Come si sentiva libero il nostro amato seminarista in questa casa! Anche nella semplicità della sua stanza:
La mia camera è modesta, ma molto pulita e sana. È alta e ariosa, con vista sul tramonto. Ho un letto, un tavolo, due sedie, un armadio e un appendiabiti.
Da allora, quel piccolo seme, coltivato anche nella semplicità della sua stanza, è cresciuto. Siamo parte del frutto che Dio ha piantato nel cuore di Dehon. Siamo cresciuti, certamente agli occhi degli uomini. Non so se siamo cresciuti quanto i cedri del Libano, ma certamente più degli alberi che ci circondano nella nostra residenza romana. Ma avremo l’opportunità di parlare di questo e di molte altre cose nei prossimi giorni.

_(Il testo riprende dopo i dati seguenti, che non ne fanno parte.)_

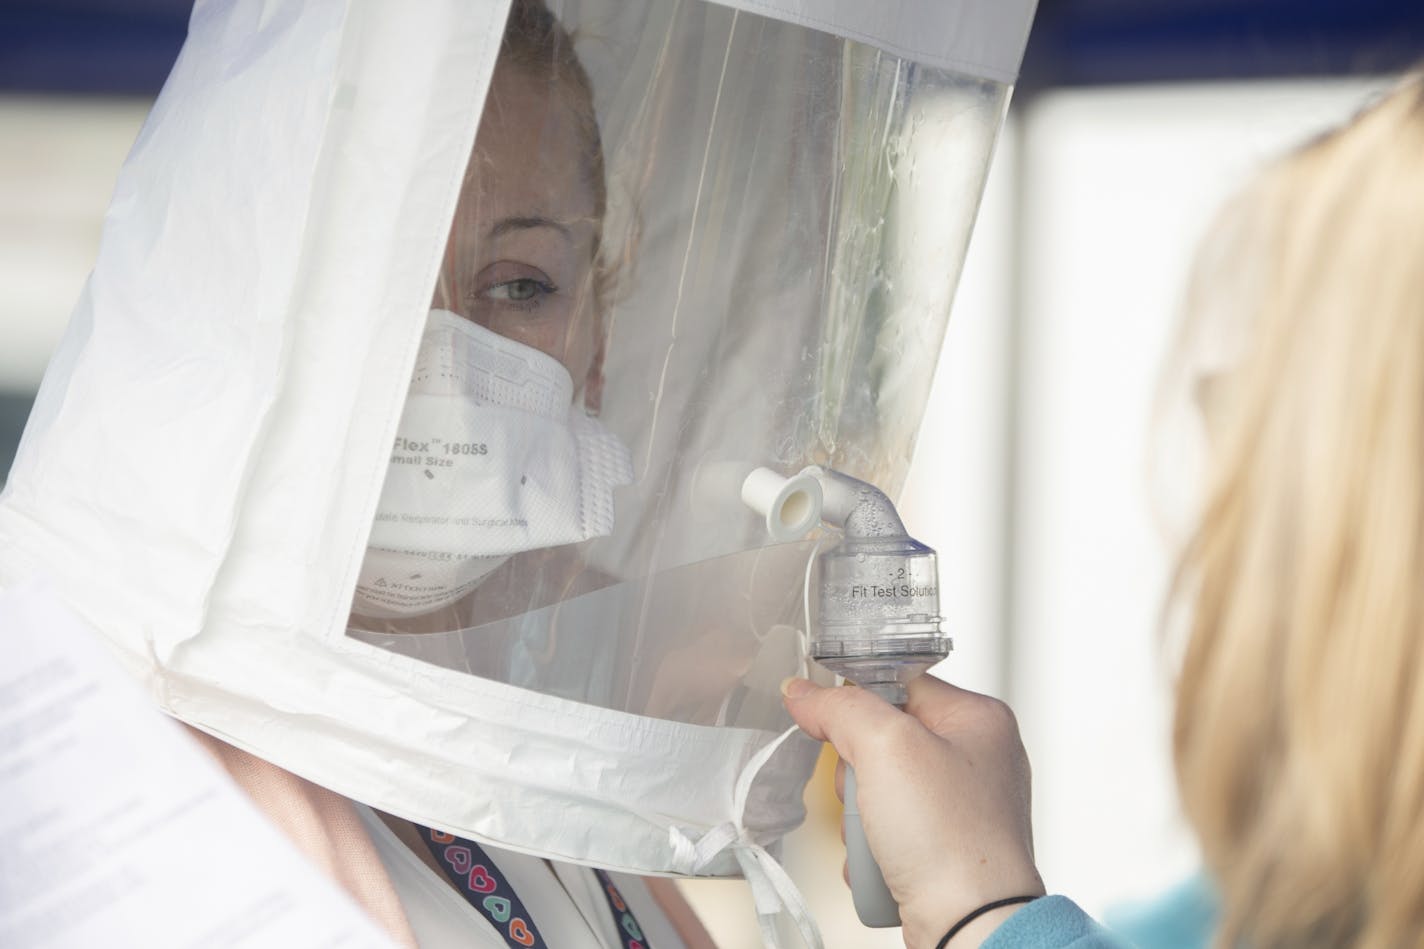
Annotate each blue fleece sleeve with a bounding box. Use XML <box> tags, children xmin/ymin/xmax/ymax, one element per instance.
<box><xmin>979</xmin><ymin>896</ymin><xmax>1131</xmax><ymax>948</ymax></box>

In ogni caso, che la santa ruah di Dio si alzi sopra gli alberi e sopra la nostra casa in questi giorni. Che possa aleggiare su ognuno di noi, aiutandoci a capire, come fece Gesù con i suoi discepoli, spiegando loro la Sua parola. Forse è proprio nelle nostre Costituzioni che lo Spirito ci viene in aiuto. Lì ci lascia una bella esegesi dehoniana di quella che, a mio avviso, è la sintesi della Parola oggi:
Alla sua sequela, noi dobbiamo vivere
In una solidarietà effettiva con gli uomini.
Sensibili a quanto nel mondo attuale
ostacola l’amore del Signore,
attestiamo che lo sforzo umano,
per arrivare alla pienezza del Regno,
ha bisogno d’essere continuamente
purificato e trasfigurato
dalla Croce e dalla Risurrezione di Cristo (Costituzioni, n. 29).